L’attitude de Ramsey est celle du pragmatiste : rien de ce que nous tenons comme réel ne peut être étranger à ce qui est humain. Mais le fait qu’on essaie de nous faire passer cela comme du réalisme ne doit pas nous abuser. Le réalisme, c’est la perspective de la comète, celle de l’univers sans l’homme.

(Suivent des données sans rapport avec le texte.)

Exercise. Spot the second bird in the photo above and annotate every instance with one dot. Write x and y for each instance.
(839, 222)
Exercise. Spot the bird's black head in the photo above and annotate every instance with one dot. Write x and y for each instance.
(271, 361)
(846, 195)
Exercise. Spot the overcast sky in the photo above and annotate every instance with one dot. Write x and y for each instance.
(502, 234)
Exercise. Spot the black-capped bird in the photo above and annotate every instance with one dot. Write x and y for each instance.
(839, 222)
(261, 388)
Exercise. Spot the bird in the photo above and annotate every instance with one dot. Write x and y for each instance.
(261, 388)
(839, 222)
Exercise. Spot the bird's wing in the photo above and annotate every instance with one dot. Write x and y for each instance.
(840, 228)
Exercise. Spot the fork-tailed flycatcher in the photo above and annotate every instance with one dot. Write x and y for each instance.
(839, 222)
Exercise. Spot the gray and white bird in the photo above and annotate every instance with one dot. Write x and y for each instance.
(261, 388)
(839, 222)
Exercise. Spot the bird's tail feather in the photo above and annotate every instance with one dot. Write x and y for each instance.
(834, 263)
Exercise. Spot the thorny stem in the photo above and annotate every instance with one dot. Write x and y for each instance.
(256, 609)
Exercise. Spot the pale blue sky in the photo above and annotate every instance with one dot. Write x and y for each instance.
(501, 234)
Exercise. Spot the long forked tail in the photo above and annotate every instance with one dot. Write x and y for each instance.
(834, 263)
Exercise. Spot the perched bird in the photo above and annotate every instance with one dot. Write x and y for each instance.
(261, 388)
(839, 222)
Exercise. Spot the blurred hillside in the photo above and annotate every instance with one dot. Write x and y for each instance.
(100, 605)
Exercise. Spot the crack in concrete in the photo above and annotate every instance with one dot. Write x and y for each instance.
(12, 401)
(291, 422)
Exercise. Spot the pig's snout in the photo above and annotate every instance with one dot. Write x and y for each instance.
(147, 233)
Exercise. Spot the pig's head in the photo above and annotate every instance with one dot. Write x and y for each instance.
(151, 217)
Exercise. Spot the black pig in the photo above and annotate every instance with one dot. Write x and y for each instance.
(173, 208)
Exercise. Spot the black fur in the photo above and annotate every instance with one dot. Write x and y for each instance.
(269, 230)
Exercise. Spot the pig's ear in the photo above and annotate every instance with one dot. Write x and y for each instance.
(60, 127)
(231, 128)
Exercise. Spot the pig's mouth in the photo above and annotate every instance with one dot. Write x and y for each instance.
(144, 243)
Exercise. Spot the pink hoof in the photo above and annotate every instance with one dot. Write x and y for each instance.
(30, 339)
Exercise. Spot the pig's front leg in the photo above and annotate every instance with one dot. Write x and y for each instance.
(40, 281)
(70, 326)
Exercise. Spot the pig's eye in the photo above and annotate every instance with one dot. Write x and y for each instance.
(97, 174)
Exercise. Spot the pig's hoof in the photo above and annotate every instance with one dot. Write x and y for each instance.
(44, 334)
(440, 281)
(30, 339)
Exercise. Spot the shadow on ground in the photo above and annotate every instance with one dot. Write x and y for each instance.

PS  Dans le même ordre d'idées, je suis fort étonné des descriptions d 'Alexandre Grothendieck  après sa récente mort (quelle mort ? ) comme d'un individu refusant la société des humains. Quel scandale. Malebranche disait : « Il n’y a presque jamais rien à gagner parmi les hommes. Leur langage est corrompu comme leur coeur ; il ne fait naître dans l’esprit que de fausses idées, il n’inspire que l’amour des choses sensibles ». Quiconque approuve ne peut qu'approuver la réclusion du mathématicien, comme la solitude magnifique de la comète (cf article formidable de Pierre Cartier). No God please.